Но он продолжил в том же торжественном духе:
— На этой кассете — музыка будущего. Она изменит и вытеснит все другие формы музыки. Никогда еще не было создано ничего хоть отдаленно похожего на это. Никогда.
— Я послушаю ее, — сказал я так нейтрально, как только мог.
Тут последовала вспышка бешенства:
— Мне не надо от тебя подачек!
— Я не потакаю тебе, Деннис, — я произнес это как можно мягче.
— Мне не нужно чье-то покровительство! То, что я — гений, не значит, что я не вижу, когда надо мной издеваются.
— Я никогда не стану издеваться над тобой, Деннис. Я ведь на самом деле преклоняюсь перед тобой лет с пятнадцати, — тут я преувеличил, но самую малость. — Твои песни были саундтреками самых ключевых событий в моей жизни…

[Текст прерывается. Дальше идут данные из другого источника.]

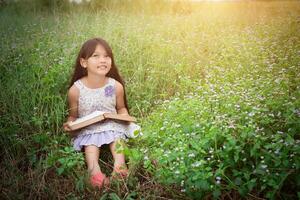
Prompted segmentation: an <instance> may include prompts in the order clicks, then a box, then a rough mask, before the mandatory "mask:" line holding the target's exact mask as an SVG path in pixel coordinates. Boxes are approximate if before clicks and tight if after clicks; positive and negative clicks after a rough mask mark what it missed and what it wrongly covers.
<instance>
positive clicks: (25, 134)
mask: <svg viewBox="0 0 300 200" xmlns="http://www.w3.org/2000/svg"><path fill="white" fill-rule="evenodd" d="M32 2H33V4H31V5H30V4H26V5H25V4H22V3H17V4H9V5H7V6H6V7H5V6H4V7H1V10H0V18H1V19H3V20H1V22H0V27H1V28H0V37H1V40H0V46H1V55H0V66H1V78H0V86H1V93H0V107H1V110H0V114H1V119H0V124H1V140H0V142H1V143H0V145H1V152H2V153H1V158H2V159H1V173H0V174H1V176H2V177H3V179H2V180H3V181H1V184H2V185H3V188H4V192H3V194H2V196H3V197H4V198H8V199H10V198H17V199H21V198H22V199H23V198H43V197H45V195H46V196H48V195H50V196H49V198H62V197H63V198H68V197H69V198H71V197H74V196H80V197H81V198H88V197H89V198H91V197H94V196H93V195H95V194H93V192H92V191H91V190H90V189H87V188H86V187H85V182H84V179H83V178H82V177H84V174H85V166H84V164H83V162H82V160H81V158H82V154H78V153H75V152H74V151H73V150H72V149H70V148H65V147H67V146H69V145H70V143H69V138H68V137H67V136H65V135H64V133H63V131H62V128H61V127H62V123H63V122H64V120H65V117H66V115H67V105H66V91H67V86H68V83H69V78H70V75H71V73H72V70H73V69H72V65H73V63H74V60H75V57H76V54H77V52H78V51H79V48H80V46H81V44H82V43H83V42H84V41H85V40H87V39H89V38H91V37H96V36H97V37H98V36H99V37H103V38H104V39H106V40H107V41H108V42H109V44H110V45H111V46H112V49H113V52H114V54H115V59H116V63H117V65H118V67H119V70H120V72H121V74H122V75H123V76H124V78H125V81H126V91H127V96H128V100H129V107H130V110H131V113H132V115H134V116H136V117H138V118H139V119H140V123H141V124H142V125H143V127H144V132H145V136H144V137H142V138H141V139H140V140H138V142H140V143H137V144H138V145H136V143H135V142H130V143H129V145H130V146H131V149H132V151H129V152H127V153H128V155H129V157H128V160H129V162H131V163H133V165H132V170H133V171H135V173H136V174H135V175H136V177H138V178H136V177H132V179H130V181H129V182H128V188H129V189H128V188H127V189H126V188H122V187H121V188H120V187H119V188H118V187H116V188H117V189H115V190H113V191H111V192H112V193H115V194H118V195H119V196H120V197H122V198H123V197H124V198H125V196H126V195H128V194H131V195H132V196H134V197H135V198H141V197H142V196H144V197H147V198H148V199H156V198H158V196H165V197H168V198H189V197H188V196H190V197H192V198H196V196H194V193H193V191H192V190H191V187H192V184H191V183H189V184H185V185H182V186H181V185H180V184H181V182H178V181H179V179H177V178H174V179H172V177H173V176H172V174H170V173H171V172H172V171H170V170H169V169H171V168H169V169H168V168H167V169H165V170H162V169H156V170H154V171H153V170H152V173H153V174H154V175H157V173H158V174H159V173H160V174H161V173H164V174H165V175H166V176H163V177H165V178H166V179H165V180H169V181H167V183H168V184H172V185H171V186H167V185H164V186H162V185H160V182H163V181H162V180H161V179H160V178H159V177H158V178H157V177H156V179H155V182H154V184H150V183H149V182H148V181H149V180H152V178H151V176H150V174H149V173H150V172H151V162H150V161H149V160H148V159H146V160H145V162H146V163H144V161H143V157H144V156H142V153H141V148H142V150H143V151H145V150H146V149H148V151H149V149H151V148H154V149H156V150H153V149H152V152H153V154H150V155H148V156H149V157H150V158H151V159H152V162H154V163H155V161H153V160H157V159H156V158H155V157H153V156H154V155H156V156H161V155H160V154H159V152H160V149H161V147H160V144H166V143H168V145H167V148H170V150H172V148H173V146H174V145H175V144H177V142H178V141H177V140H176V138H179V139H180V138H185V137H184V136H182V134H181V133H180V132H178V133H175V132H176V131H175V130H173V129H172V128H170V127H167V126H166V127H165V128H168V129H167V130H161V128H162V127H164V125H163V123H164V121H165V120H166V118H168V117H169V118H170V119H168V121H170V123H171V124H172V123H178V124H183V125H184V127H185V128H186V129H187V130H189V129H191V128H193V127H194V124H193V123H196V122H197V120H198V118H196V119H195V120H194V121H193V120H187V119H188V118H189V117H190V116H191V115H193V116H194V115H196V116H197V114H199V113H198V112H201V110H203V111H205V112H207V115H206V116H205V117H204V118H200V119H201V120H205V122H206V124H207V126H211V127H214V128H215V129H216V130H218V131H219V128H220V127H223V128H224V127H225V124H223V123H225V121H224V120H225V119H219V117H220V116H221V115H224V114H227V115H228V114H229V113H231V111H232V109H233V108H232V107H230V106H228V108H227V107H226V106H227V105H229V104H230V105H231V106H233V105H234V104H235V103H236V102H240V103H243V106H242V109H245V110H247V109H248V107H249V109H250V107H251V106H255V105H260V106H262V107H264V105H268V106H269V107H270V108H268V109H269V110H267V111H266V110H265V111H264V112H266V113H265V114H266V115H268V114H271V113H272V112H273V111H274V112H275V111H276V113H277V114H278V111H280V112H281V113H282V114H283V115H284V116H281V117H278V119H276V120H277V121H276V120H275V121H274V120H273V119H269V118H267V120H269V121H267V122H263V121H264V120H265V119H264V115H263V114H262V113H258V114H257V118H256V119H255V120H254V122H255V124H256V126H259V127H260V125H257V124H261V123H265V124H267V125H268V126H266V129H268V131H269V134H273V133H275V132H276V131H279V130H280V129H282V128H283V129H284V130H285V131H287V130H289V128H291V130H292V133H290V135H291V137H292V138H293V139H294V140H295V141H296V140H297V139H299V135H298V133H299V117H298V118H297V117H296V116H297V112H298V111H299V101H298V99H299V92H298V91H299V87H298V85H299V75H298V74H300V73H299V67H300V66H299V51H300V46H299V42H298V41H299V36H300V35H299V31H298V30H299V11H300V5H299V2H297V1H283V2H280V1H279V2H277V1H274V2H238V3H232V2H231V3H230V2H223V3H199V4H193V3H178V2H177V3H176V2H175V3H172V4H168V3H166V2H163V3H161V4H160V3H158V2H157V3H156V4H151V6H150V4H149V3H147V2H146V1H139V2H140V3H139V4H133V3H131V4H130V3H128V2H126V1H124V2H123V3H121V4H117V3H116V1H113V2H111V3H109V2H108V1H105V2H104V1H103V2H104V3H102V4H98V5H96V4H97V3H95V2H94V4H90V5H82V6H75V5H69V4H66V5H56V4H55V5H54V4H53V5H52V4H51V5H50V4H47V3H46V4H43V5H40V4H38V3H39V2H38V1H32ZM44 2H46V1H44ZM49 2H52V1H49ZM53 2H54V1H53ZM150 3H153V2H150ZM147 6H148V7H147ZM149 6H150V7H149ZM159 9H161V10H160V11H161V12H159ZM28 11H30V12H28ZM278 84H279V85H278ZM211 87H214V92H213V91H212V90H213V89H212V88H211ZM211 92H213V93H211ZM232 92H233V93H232ZM233 94H235V95H233ZM187 95H189V96H190V97H188V96H187ZM260 95H261V96H265V98H266V99H264V100H260V99H259V98H260ZM173 97H175V98H178V100H179V101H180V102H181V103H179V104H180V105H176V103H175V107H174V108H173V107H172V106H173V104H172V103H171V104H170V105H169V102H168V100H172V99H173ZM186 98H191V99H192V100H191V101H189V100H187V102H186V100H184V99H186ZM176 101H177V100H176ZM193 101H195V103H193ZM248 101H249V102H248ZM289 102H290V103H289ZM189 103H190V104H189ZM247 103H249V105H248V104H247ZM185 104H187V105H189V106H187V105H185ZM194 104H195V105H196V106H195V105H194ZM285 104H286V105H285ZM169 106H171V107H170V108H169ZM161 107H165V109H162V110H161ZM172 108H173V109H172ZM289 109H290V110H289ZM192 111H193V112H194V111H195V112H196V113H193V112H192ZM248 112H249V113H250V112H251V111H248ZM160 113H162V114H161V115H162V116H160ZM177 113H181V114H180V115H177ZM234 115H236V117H237V118H239V117H241V116H242V113H232V116H234ZM251 115H252V114H251ZM196 116H195V117H196ZM255 116H256V115H255ZM241 118H242V117H241ZM229 119H231V118H226V120H229ZM239 119H240V118H239ZM240 120H241V121H239V122H238V124H239V125H240V126H245V127H246V126H247V124H248V120H249V119H244V118H243V119H240ZM270 120H271V121H270ZM272 120H273V121H272ZM282 120H283V121H284V122H281V121H282ZM218 122H221V125H220V126H217V127H215V126H214V125H211V124H210V123H218ZM275 122H276V123H275ZM277 122H278V123H277ZM279 122H280V123H279ZM203 123H204V122H203ZM228 123H229V122H228ZM209 124H210V125H209ZM169 128H170V129H169ZM176 129H177V130H181V128H179V127H177V128H176ZM221 130H223V129H221ZM182 131H185V130H182ZM218 131H216V132H217V133H218V134H219V132H218ZM154 132H160V134H161V135H160V137H157V136H156V135H155V134H154ZM187 133H188V132H187ZM206 133H209V130H207V131H206V132H203V133H201V134H204V135H205V134H206ZM225 133H227V132H224V133H222V134H225ZM166 134H174V135H175V136H176V138H173V139H174V140H173V139H172V138H169V137H168V135H166ZM189 134H191V133H189ZM220 134H221V133H220ZM222 134H221V135H222ZM230 134H231V133H228V137H229V135H230ZM175 136H174V137H175ZM198 136H199V137H200V136H201V135H198ZM198 136H197V137H198ZM201 137H202V136H201ZM203 137H204V136H203ZM187 138H189V137H187ZM210 139H212V137H210V136H207V140H209V141H210ZM184 141H185V139H184ZM266 141H267V140H266ZM185 142H188V141H185ZM187 144H188V143H187ZM184 145H185V144H183V146H184ZM198 145H200V146H198V147H199V148H203V146H201V145H202V144H201V142H199V144H198ZM139 146H140V147H139ZM137 147H139V148H137ZM198 147H197V148H198ZM165 148H166V147H165ZM174 148H176V147H174ZM205 148H206V147H205ZM208 148H209V147H208ZM185 150H187V149H184V151H185ZM289 151H290V150H289ZM174 152H175V151H174ZM222 155H223V154H222ZM224 155H225V156H226V154H224ZM296 155H298V154H296ZM174 156H175V157H177V156H178V154H174ZM202 156H205V155H199V156H197V159H198V158H199V159H200V158H201V157H202ZM295 157H296V156H295ZM183 158H184V160H187V161H188V160H189V158H188V157H187V158H186V157H185V156H183ZM170 159H171V158H170ZM108 160H109V159H108ZM172 161H173V160H172ZM147 162H148V163H147ZM149 162H150V163H149ZM156 162H157V161H156ZM164 162H166V163H167V164H166V163H164ZM168 162H169V160H161V161H159V163H158V166H160V167H171V166H170V163H168ZM293 162H295V161H293ZM297 162H298V161H297ZM108 163H109V162H108ZM291 166H293V163H291ZM103 167H104V168H107V169H108V171H107V172H109V168H110V167H109V164H107V163H106V164H104V163H103ZM143 167H145V168H147V167H148V171H145V169H144V168H143ZM152 167H153V166H152ZM210 167H212V166H210ZM214 167H215V166H214ZM235 167H237V166H232V168H233V169H236V168H235ZM183 169H184V170H187V171H189V170H190V168H189V167H187V166H185V168H183ZM184 170H183V171H184ZM293 170H295V169H293ZM297 170H298V168H297ZM149 171H150V172H149ZM296 172H297V171H296ZM296 172H295V171H293V173H296ZM180 173H181V171H180ZM245 173H246V171H245ZM207 174H209V173H207ZM7 180H9V181H7ZM182 180H183V179H180V181H182ZM197 180H198V179H197ZM201 180H202V179H201ZM138 183H139V184H138ZM286 183H293V182H286ZM224 184H228V182H224ZM138 185H140V186H138ZM228 185H230V184H228ZM147 187H150V188H152V189H153V190H154V192H153V193H151V192H149V190H147ZM181 187H183V188H185V191H190V192H189V193H187V194H186V193H184V192H180V190H181V189H183V188H181ZM285 187H286V186H285ZM224 188H225V189H224ZM224 188H223V189H222V188H217V189H218V190H215V191H217V192H219V191H220V192H222V194H223V195H224V194H225V195H226V191H227V192H229V193H230V192H232V191H233V192H232V193H231V195H235V193H234V191H237V189H236V187H234V186H232V187H225V186H224ZM297 188H299V186H297ZM15 191H16V192H15ZM82 191H84V192H85V193H82ZM174 191H177V192H174ZM224 191H225V193H224ZM262 191H264V190H262ZM134 192H135V194H134ZM209 192H213V191H212V190H208V193H203V194H205V195H208V196H209V197H211V196H212V194H211V193H209ZM248 192H249V194H251V195H254V196H255V195H257V196H263V194H262V193H260V192H259V191H258V190H254V191H248ZM279 192H280V190H279ZM72 193H74V194H75V195H74V194H72ZM97 194H98V193H97ZM242 194H243V193H242ZM293 195H294V196H292V197H295V195H296V194H293ZM248 197H249V196H248ZM277 197H279V196H277ZM107 198H108V197H107Z"/></svg>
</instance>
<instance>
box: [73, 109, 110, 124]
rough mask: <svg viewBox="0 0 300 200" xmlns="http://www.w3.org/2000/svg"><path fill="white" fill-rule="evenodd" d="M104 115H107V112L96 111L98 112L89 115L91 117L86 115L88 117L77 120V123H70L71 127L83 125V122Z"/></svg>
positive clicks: (76, 121)
mask: <svg viewBox="0 0 300 200" xmlns="http://www.w3.org/2000/svg"><path fill="white" fill-rule="evenodd" d="M104 113H105V112H102V111H98V110H96V111H94V112H92V113H91V114H89V115H86V116H84V117H81V118H78V119H76V120H75V121H73V122H71V123H70V126H72V125H75V124H79V123H81V122H84V121H87V120H90V119H93V118H95V117H98V116H101V115H103V114H104Z"/></svg>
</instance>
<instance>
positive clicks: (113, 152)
mask: <svg viewBox="0 0 300 200" xmlns="http://www.w3.org/2000/svg"><path fill="white" fill-rule="evenodd" d="M118 142H120V140H117V141H114V142H112V143H110V144H109V148H110V151H111V154H112V155H113V158H114V171H119V170H120V169H127V167H126V164H125V155H124V154H123V153H117V152H116V145H117V143H118Z"/></svg>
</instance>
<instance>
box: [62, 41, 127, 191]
mask: <svg viewBox="0 0 300 200" xmlns="http://www.w3.org/2000/svg"><path fill="white" fill-rule="evenodd" d="M74 67H75V69H74V74H73V77H72V79H71V84H70V88H69V91H68V103H69V116H68V119H67V122H66V123H64V130H65V131H68V132H71V129H70V127H69V126H68V122H70V121H74V120H75V119H77V118H78V117H83V116H86V115H88V114H90V113H92V112H93V111H96V110H98V111H103V112H109V113H118V114H123V115H129V109H128V105H127V100H126V94H125V85H124V81H123V79H122V77H121V76H120V74H119V72H118V69H117V66H116V64H115V62H114V56H113V53H112V49H111V48H110V46H109V45H108V43H107V42H106V41H105V40H103V39H101V38H94V39H90V40H88V41H86V42H85V43H84V44H83V46H82V47H81V49H80V51H79V54H78V56H77V59H76V63H75V66H74ZM126 126H128V125H126V124H120V123H117V122H115V121H112V120H106V121H104V122H101V123H96V124H92V125H90V126H87V127H85V128H82V129H80V130H79V131H77V132H76V135H77V136H76V137H75V138H73V139H72V143H73V146H74V148H75V150H77V151H81V150H82V151H84V154H85V160H86V163H87V167H88V171H89V173H90V183H91V184H92V185H93V186H94V187H98V188H102V187H103V186H104V185H105V186H107V185H108V184H109V182H110V181H109V178H108V177H107V176H106V175H105V174H104V173H102V172H101V169H100V166H99V163H98V160H99V154H100V147H101V146H102V145H104V144H109V148H110V151H111V153H112V155H113V158H114V166H113V176H112V177H119V178H120V177H127V176H128V169H127V167H126V163H125V156H124V154H123V153H117V152H116V144H117V143H118V142H120V140H122V139H125V138H126V131H128V129H126Z"/></svg>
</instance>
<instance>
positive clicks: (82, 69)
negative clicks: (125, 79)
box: [69, 38, 129, 113]
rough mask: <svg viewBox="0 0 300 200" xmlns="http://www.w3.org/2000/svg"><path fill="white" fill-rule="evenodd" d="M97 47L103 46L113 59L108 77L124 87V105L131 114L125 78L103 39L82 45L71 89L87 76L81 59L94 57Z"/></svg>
mask: <svg viewBox="0 0 300 200" xmlns="http://www.w3.org/2000/svg"><path fill="white" fill-rule="evenodd" d="M97 45H101V46H102V47H103V48H104V49H105V51H106V53H107V54H108V56H109V57H110V58H111V69H110V70H109V72H108V73H107V75H106V76H108V77H111V78H114V79H115V80H117V81H119V82H120V83H121V84H122V85H123V88H124V103H125V107H126V108H127V110H128V113H129V108H128V103H127V98H126V92H125V82H124V80H123V78H122V77H121V75H120V73H119V70H118V68H117V66H116V64H115V60H114V55H113V53H112V49H111V47H110V46H109V44H108V43H107V42H106V41H105V40H103V39H102V38H93V39H90V40H88V41H86V42H85V43H84V44H83V45H82V47H81V49H80V51H79V53H78V56H77V58H76V62H75V65H74V73H73V76H72V79H71V82H70V86H69V88H70V87H72V85H73V84H74V82H75V81H77V80H79V79H81V78H82V77H84V76H87V70H86V68H84V67H82V66H81V64H80V58H83V59H88V58H89V57H91V56H92V55H93V53H94V52H95V49H96V47H97Z"/></svg>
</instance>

— Мне неинтересна твоя жизнь, — прервал он, но ярость в голосе уже сходила на нет. — И моя тоже. Прошлое — это ловушка. Поверь, уж я-то знаю, — он попытался издать смешок; вышло что-то вроде сухого бальзамированного кашля. — А ведь многие так про меня и думают, да? Что я застрял в прошлом. Что все, чем я последние пятнадцать лет занимаюсь — это сижу где-нибудь на веранде, слушаю свои старые записи и вроде как заново переживаю дни своей славы. Что ж, они неправы. От правды это — дальше некуда. Пока все эти паразиты и пиявки сосали мою кровь, все они такие, — а я превзошел их всех! Я ушел на много световых лет вперед. Эта кассета — тому доказательство.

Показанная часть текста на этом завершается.